In the proposed method, the shape of the object to be symmetrically placed by the beam splitter is not limited to a sphere. For example, an aerial image can be formed even if the object has a complicated shape, as long as it is placed symmetrically in the beam splitter. However, if the light from the light source is incident on the object, refracted, and reflected by the beam splitter, and cannot reach the retro-reflector, the aerial image will not be formed. For future work, we are considering forming an aerial image with a glass of water or a plastic bottle.

The results of numerical simulation suggested that the transparent sphere used in the proposed method plays the role of a ball lens. By using this, it may be possible to increase the size of the aerial image. In this study, two transparent spheres of the same size were used. By replacing the transparent sphere installed on the beam splitter to larger one than the other sphere under the beam splitter, the aerial image can be expected to expand. In the conventional AIRR configuration, the aerial image is the same size as the light source, and a lens must be installed in the light path to upsize or downsize the aerial image. There is a possibility that the proposed method can realize the enlargement of the aerial image and the saving of the retro-reflector at the same time.

The evaluation of the image quality of the aerial image in the proposed method is the future work.

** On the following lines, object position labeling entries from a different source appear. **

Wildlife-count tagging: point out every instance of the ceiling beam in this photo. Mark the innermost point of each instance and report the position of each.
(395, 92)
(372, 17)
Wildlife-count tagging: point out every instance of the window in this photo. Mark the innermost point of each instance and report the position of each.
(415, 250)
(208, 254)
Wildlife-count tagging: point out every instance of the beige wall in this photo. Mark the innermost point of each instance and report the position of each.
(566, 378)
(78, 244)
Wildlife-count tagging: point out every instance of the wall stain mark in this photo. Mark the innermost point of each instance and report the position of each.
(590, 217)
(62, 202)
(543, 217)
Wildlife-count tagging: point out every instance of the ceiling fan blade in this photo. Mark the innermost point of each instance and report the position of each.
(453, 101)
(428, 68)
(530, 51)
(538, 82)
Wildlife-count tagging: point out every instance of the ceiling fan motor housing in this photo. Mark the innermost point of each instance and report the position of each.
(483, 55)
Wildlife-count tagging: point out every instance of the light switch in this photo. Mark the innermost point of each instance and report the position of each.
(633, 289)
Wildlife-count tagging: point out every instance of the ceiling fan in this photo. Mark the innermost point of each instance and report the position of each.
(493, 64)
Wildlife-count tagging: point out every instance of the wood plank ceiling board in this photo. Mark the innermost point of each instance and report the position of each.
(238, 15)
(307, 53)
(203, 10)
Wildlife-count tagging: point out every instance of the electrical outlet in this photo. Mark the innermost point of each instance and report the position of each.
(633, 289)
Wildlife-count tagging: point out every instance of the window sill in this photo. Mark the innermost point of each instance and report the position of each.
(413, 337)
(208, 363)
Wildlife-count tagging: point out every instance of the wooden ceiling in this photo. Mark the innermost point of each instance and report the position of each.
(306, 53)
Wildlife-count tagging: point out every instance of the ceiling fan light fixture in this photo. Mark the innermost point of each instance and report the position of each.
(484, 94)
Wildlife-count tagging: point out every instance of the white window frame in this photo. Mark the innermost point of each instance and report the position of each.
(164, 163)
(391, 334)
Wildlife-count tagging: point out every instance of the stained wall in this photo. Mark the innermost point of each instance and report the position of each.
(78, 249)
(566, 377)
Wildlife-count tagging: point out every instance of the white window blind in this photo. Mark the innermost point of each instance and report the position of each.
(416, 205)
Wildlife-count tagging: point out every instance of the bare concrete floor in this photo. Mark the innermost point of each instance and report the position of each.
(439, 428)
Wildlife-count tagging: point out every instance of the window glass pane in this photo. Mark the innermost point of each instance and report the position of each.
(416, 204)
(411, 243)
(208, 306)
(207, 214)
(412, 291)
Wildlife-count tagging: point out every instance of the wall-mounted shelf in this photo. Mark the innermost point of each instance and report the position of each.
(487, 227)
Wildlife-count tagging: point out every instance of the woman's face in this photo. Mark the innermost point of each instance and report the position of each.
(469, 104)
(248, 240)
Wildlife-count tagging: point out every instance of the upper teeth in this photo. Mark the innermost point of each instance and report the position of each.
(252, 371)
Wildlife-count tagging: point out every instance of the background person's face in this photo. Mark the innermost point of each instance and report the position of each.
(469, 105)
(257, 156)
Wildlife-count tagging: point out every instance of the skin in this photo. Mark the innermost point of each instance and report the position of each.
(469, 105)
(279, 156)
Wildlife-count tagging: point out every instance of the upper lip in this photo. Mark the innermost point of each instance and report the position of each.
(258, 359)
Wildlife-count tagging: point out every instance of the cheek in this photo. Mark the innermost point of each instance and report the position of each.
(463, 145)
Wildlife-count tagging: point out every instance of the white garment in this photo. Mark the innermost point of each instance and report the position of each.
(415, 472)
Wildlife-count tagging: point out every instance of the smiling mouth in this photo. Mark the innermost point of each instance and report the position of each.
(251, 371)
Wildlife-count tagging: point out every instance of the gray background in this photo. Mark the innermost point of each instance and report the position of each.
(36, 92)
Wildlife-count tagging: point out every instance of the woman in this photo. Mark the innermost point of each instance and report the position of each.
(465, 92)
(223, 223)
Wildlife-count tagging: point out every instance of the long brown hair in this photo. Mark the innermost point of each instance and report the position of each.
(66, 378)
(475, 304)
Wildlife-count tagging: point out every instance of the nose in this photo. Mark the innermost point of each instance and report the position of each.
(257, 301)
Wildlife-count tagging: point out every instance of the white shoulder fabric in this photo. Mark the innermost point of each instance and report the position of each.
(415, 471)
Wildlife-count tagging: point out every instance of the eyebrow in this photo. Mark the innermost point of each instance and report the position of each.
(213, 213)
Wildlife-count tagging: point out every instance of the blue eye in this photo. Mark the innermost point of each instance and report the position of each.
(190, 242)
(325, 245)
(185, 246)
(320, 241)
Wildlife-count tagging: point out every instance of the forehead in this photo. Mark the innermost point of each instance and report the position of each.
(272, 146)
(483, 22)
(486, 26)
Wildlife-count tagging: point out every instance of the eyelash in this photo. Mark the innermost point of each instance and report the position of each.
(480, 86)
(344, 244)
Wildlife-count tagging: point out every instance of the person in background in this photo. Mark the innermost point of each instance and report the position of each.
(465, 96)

The resolution of the aerial image formed with the conventional AIRR have been evaluated as modulation transfer function (MTF) by a slanted knife edge method [13]. Furthermore, it has been found that the MTF of AIRR by use of a prism-type retro-reflector is anisotropic depending on the angle of the retro-reflector [14]. Thus, image quality evaluation study requires more detailed optical system design for a practical use.

6. Conclusion

We have performed numerical simulations and observational experiments for AIRR combined with transparent spheres. The numerical simulation results show that the required area of the retro-reflector becomes narrow by placing first transparent sphere between light source and beam splitter. Furthermore, by placing Transparent sphere 2 at the symmetrical position of Transparent sphere 1 with respect to the beam splitter, the aerial image has been successfully formed as in the conventional AIRR. In particular, the area of the retro-reflector through which light passes became smaller than that of the conventional AIRR. It was actually observed that the aerial image was not interrupted even if the retro-reflector was cut off so as to match this simulation result. The appearance of the aerial image from the horizontal and vertical viewpoint were also unaffected by cutting off the retro-reflector. Thus, combining transparent spheres to AIRR enables the reduction of expensive retro-reflector while keeping the visibility of the aerial image, which brings the costs down in an aerial display system.